Welcome! Shared using https://gitfront.io/, this is a private school project that isn't publicly listed on my GitHub profile. This is a recommended measure taken to prevent plagiarism, while still enabling me to share outside of my university -- hello, resume viewer! :)
Meet my wildfire classifier that uses hourly weather stats to classify whether a wildfire is likely to form under given conditions.
Regional focus was on North America.
Hourly weather statistics collected from Weather Underground.
Historical wildfires sourced from:
Data partitioned into an 80-20 train-test split.
Data features standardized using scikit-learn's StandardScaler.

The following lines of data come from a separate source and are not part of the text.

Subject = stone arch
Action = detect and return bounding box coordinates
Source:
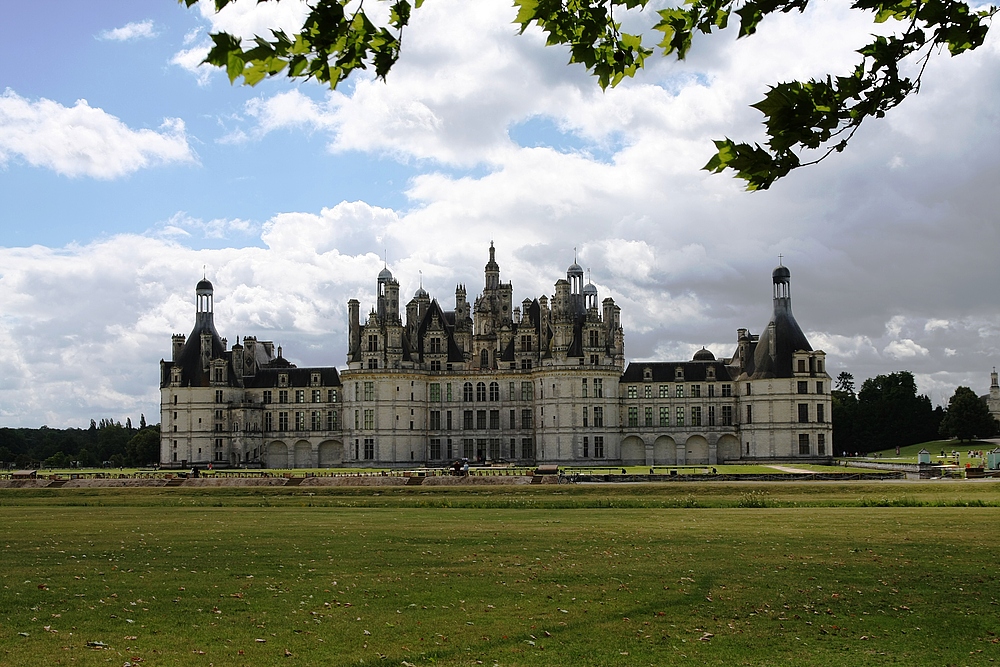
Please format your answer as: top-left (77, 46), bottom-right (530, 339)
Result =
top-left (293, 440), bottom-right (313, 468)
top-left (716, 433), bottom-right (740, 463)
top-left (319, 440), bottom-right (344, 468)
top-left (653, 435), bottom-right (677, 465)
top-left (684, 435), bottom-right (709, 465)
top-left (267, 440), bottom-right (288, 468)
top-left (621, 435), bottom-right (646, 465)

Relatively small dataset meant preventative measures were needed to address overfitting.
Resampling procedures: Bootstrapping, 5-fold cross-validation.
1000 bootstrap samples were used to train and evaluate Logistic Regression & K-Nearest Neighbours (KNN) models.
10 bootstrap samples were used to train and evaluate SVM (Support Vector Machine) model
One-hot encoding was used for for categorical variables (eg. location, season).
Nominal encoding for our output (0 and 1 for "no" and "yes")
Success was evaluated by computing F1 scores from confusion matrices for each model:
83% F1 score for Logistic Regression
77% F1 score for Support Vector Machine (SVM)
74% F1 score for unscaled K-Nearest Neighbours (KNN)
72% F1 score for scaled K-Nearest Neighbours (KNN)